Катя повернулась, подперла ладонью щеку и уставилась на меня своими водянистыми глазами.
– Что же мне с тобой делать, сладенький, а? Я в ответ кисло улыбнулся.
– Может, взять тебя к себе, а? Как думаешь? – продолжила она и поправила свою мелированную челку. – Будешь у меня в квартире прибираться. Раз-два… Вечным мужем…
Ссориться снова не хотелось. Я только закатил глаза и покачал головой:
– Зачем я тебе нужен, если я такой плохой…
Катя потянулась через меня голой рукой к столику.
– Тебе сигарету? – спросил я.
– Ага… и зажигалку…
– Здесь нельзя курить.
– Мне, сладенький, можно. Мне тут все на свете можно.
– Так я это… не понял… зачем я тебе нужен-то?
Она закурила, перевернулась на спину и подтянула одеяло повыше. На ее загорелом лице появилась улыбка.

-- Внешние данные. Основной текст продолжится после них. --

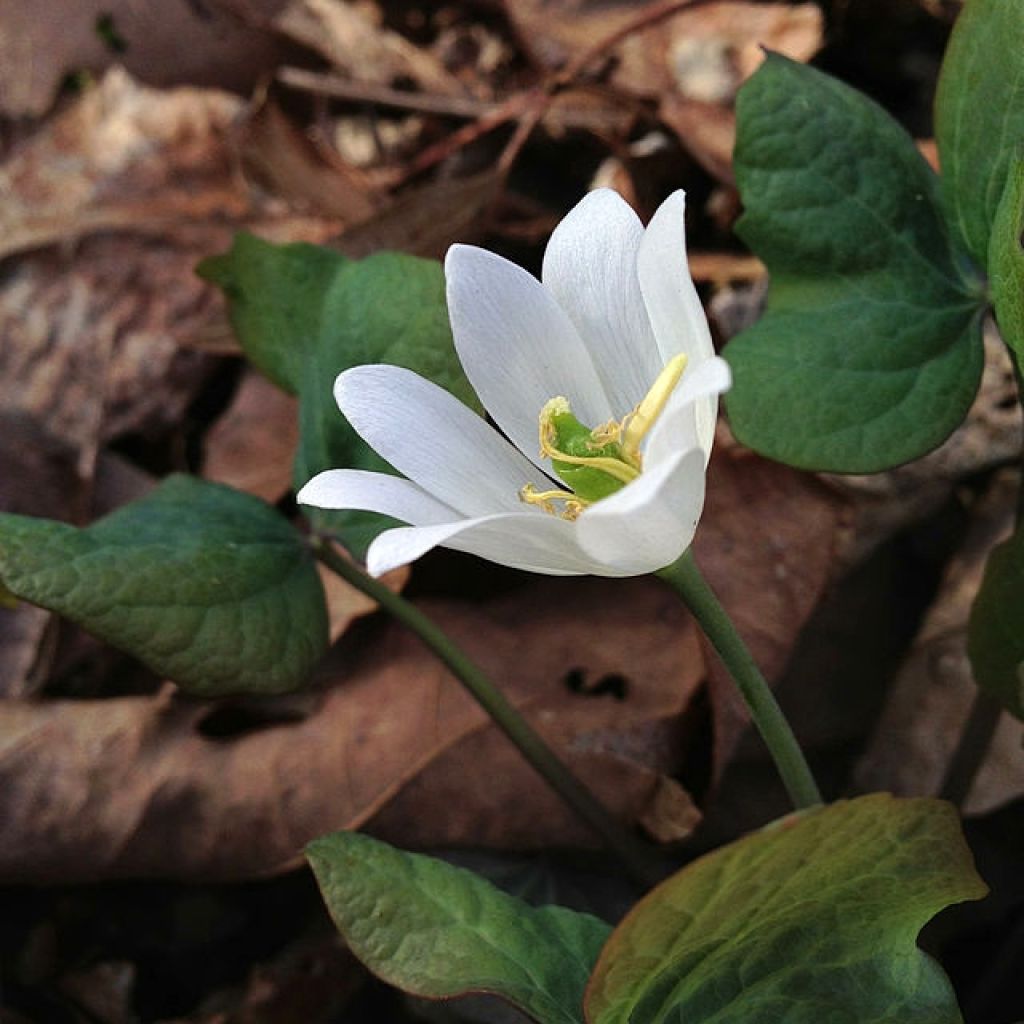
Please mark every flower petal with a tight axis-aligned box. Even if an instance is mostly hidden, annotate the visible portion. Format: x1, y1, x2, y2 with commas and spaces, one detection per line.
644, 355, 732, 471
637, 190, 718, 451
444, 246, 612, 467
542, 188, 663, 413
334, 366, 541, 516
295, 469, 459, 526
367, 512, 603, 575
574, 449, 705, 575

– Зачем? Это бабский вопрос. «Зачем я тебе», – передразнила она. – Только бабы задают такие вопросы, да и то – если дуры…
Катя, злобно подумал я, разглядывая ее лицо, быстрее всех на свете сообразит, как нахамить, как задеть за живое. Это все потому, что она раньше играла в КВН. И весь ее юмор – родом оттуда. А меня одноклассники не взяли в команду. С тех пор – это от зависти, наверное, – мне никогда не нравились все эти кавээнщики, все эти «веселые» и особенно «находчивые». Клуб находчивых… Придумали же. Возвели в добродетель самое бессмысленное свойство человеческой натуры. Мне вдруг пришло в голову, что где-нибудь, наверное, есть Клуб злых и находчивых. Это когда красивые толстожопые бабы, которые друг друга ненавидят, собираются вместе и заводят светский разговор.
Но ее хамство надо пресечь… В конце концов, кто тут мужчина?
– Знаешь что, дорогая…
– Ладно, шучу… – перебила она и выпустила дым. – Иди сюда, поцелую… Вот так…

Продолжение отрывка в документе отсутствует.